A star-studded lineup featuring some of the biggest names in show business turned out for a six-hour benefit concert in New York to help those still suffering from Hurricane Sandy that hit the US East Coast in October.
At least 140 people had died and millions of homes had been damaged in the storm.
"This is a prayer for all of our struggling brothers and sisters," said legendary rock star Bruce Springsteen, who kicked off the event late Wednesday with his E Street band performing "Land of Hope and Dreams".
The storm caused enormous destruction along densely-populated parts of the northeast US coast, leaving millions of people without heat and electricity for weeks. Many victims are still living in temporary shelters.
The Rolling Stones, Paul McCartney, Nirvana, Kanye West and Billy Joel were among the stars who took to the stage before a sold-out audience that paid as much as $2,500 per ticket.
The event was broadcast live on more than 200 television stations around the world, and performers reminded fans to call the phone lines and help those in need.

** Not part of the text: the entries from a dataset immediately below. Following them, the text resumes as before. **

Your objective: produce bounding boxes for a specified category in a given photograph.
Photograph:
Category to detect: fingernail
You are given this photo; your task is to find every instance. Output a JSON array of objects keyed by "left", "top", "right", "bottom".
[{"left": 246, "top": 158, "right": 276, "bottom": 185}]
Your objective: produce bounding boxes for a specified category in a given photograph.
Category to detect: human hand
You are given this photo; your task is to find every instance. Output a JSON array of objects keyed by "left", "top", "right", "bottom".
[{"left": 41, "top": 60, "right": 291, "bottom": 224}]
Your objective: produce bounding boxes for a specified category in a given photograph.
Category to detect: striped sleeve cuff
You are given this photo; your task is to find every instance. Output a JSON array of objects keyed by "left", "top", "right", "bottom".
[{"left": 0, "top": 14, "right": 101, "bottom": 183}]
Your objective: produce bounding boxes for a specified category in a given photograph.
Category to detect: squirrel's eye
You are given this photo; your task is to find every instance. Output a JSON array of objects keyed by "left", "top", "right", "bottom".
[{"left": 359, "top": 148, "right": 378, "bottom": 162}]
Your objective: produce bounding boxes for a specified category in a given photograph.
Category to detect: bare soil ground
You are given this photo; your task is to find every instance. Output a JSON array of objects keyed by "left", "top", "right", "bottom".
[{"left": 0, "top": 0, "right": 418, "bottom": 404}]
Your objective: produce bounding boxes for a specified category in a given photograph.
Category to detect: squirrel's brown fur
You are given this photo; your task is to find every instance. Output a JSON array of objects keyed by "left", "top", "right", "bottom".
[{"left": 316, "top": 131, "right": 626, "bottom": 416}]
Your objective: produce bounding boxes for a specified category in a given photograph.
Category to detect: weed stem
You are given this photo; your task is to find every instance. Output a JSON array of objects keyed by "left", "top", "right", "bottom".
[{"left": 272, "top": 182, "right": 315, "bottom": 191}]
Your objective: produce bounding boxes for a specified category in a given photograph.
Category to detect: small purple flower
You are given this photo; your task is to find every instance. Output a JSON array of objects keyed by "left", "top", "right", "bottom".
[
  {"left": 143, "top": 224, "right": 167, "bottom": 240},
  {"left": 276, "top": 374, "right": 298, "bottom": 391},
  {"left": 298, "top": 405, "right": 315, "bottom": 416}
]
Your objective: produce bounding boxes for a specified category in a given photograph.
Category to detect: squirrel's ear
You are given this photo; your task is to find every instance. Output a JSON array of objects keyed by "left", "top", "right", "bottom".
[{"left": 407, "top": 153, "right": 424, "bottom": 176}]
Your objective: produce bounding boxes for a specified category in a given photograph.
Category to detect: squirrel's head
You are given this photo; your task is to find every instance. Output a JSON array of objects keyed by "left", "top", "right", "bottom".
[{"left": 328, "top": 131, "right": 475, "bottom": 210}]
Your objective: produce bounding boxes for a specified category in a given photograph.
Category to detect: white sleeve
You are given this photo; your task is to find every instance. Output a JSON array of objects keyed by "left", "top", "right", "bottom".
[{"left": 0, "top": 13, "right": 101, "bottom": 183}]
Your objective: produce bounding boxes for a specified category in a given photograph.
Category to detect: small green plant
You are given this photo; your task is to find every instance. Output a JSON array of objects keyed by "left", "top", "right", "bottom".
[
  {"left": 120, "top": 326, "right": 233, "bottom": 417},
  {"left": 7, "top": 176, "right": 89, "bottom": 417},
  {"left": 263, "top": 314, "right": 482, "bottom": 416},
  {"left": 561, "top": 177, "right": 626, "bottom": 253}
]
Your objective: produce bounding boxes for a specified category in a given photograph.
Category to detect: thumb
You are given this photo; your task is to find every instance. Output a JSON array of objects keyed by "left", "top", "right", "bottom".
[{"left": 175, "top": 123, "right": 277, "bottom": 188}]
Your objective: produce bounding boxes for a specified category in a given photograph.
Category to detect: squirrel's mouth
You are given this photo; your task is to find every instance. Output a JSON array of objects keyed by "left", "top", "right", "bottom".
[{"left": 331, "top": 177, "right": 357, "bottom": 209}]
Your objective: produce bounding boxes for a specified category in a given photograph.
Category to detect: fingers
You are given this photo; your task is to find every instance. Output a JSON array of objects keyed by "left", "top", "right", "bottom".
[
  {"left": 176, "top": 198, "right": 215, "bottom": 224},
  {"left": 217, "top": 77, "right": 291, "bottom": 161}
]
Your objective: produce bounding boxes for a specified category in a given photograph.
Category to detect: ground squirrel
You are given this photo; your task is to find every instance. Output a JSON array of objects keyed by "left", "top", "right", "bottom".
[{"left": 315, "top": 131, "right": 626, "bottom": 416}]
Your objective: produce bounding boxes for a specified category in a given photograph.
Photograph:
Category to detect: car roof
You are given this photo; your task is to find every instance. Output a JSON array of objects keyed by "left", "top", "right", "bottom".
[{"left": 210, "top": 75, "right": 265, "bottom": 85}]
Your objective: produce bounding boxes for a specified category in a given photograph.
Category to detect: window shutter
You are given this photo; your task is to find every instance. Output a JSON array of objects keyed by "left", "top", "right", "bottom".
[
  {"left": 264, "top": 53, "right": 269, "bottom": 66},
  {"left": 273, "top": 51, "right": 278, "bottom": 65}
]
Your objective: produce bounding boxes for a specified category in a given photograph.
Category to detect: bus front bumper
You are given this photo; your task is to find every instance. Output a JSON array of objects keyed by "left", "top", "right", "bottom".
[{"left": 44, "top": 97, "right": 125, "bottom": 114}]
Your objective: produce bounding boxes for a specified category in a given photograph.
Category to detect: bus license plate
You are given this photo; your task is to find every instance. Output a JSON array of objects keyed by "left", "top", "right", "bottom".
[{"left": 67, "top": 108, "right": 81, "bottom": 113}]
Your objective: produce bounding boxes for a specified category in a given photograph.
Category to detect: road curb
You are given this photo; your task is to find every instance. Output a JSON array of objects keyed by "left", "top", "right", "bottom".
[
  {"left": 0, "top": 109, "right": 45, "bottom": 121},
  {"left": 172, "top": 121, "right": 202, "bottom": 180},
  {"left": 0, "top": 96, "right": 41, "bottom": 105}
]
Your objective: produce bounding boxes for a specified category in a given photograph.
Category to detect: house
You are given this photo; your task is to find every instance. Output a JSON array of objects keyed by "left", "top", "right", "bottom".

Backstage, the likes of Susan Sarandon, Ben Stiller and Jake Gyllenhaal manned phone lines taking donations from callers.
The celebrity-filled benefit concert has become standard response in the US to large-scale disasters, dating back to the Live Aid concert that raised funds to assist Ethiopian famine relief efforts in 1985.
And for good reason: they instantly raise millions of dollars with the help of celebrities who donate their services and generate large donations from fans.
Proceeds from the Sandy benefit show go to the Robin Hood Foundation, which pledged to quickly get the funds to storm victims. The organization said it topped more than $30 million in ticket sales and sponsors before the concert even began.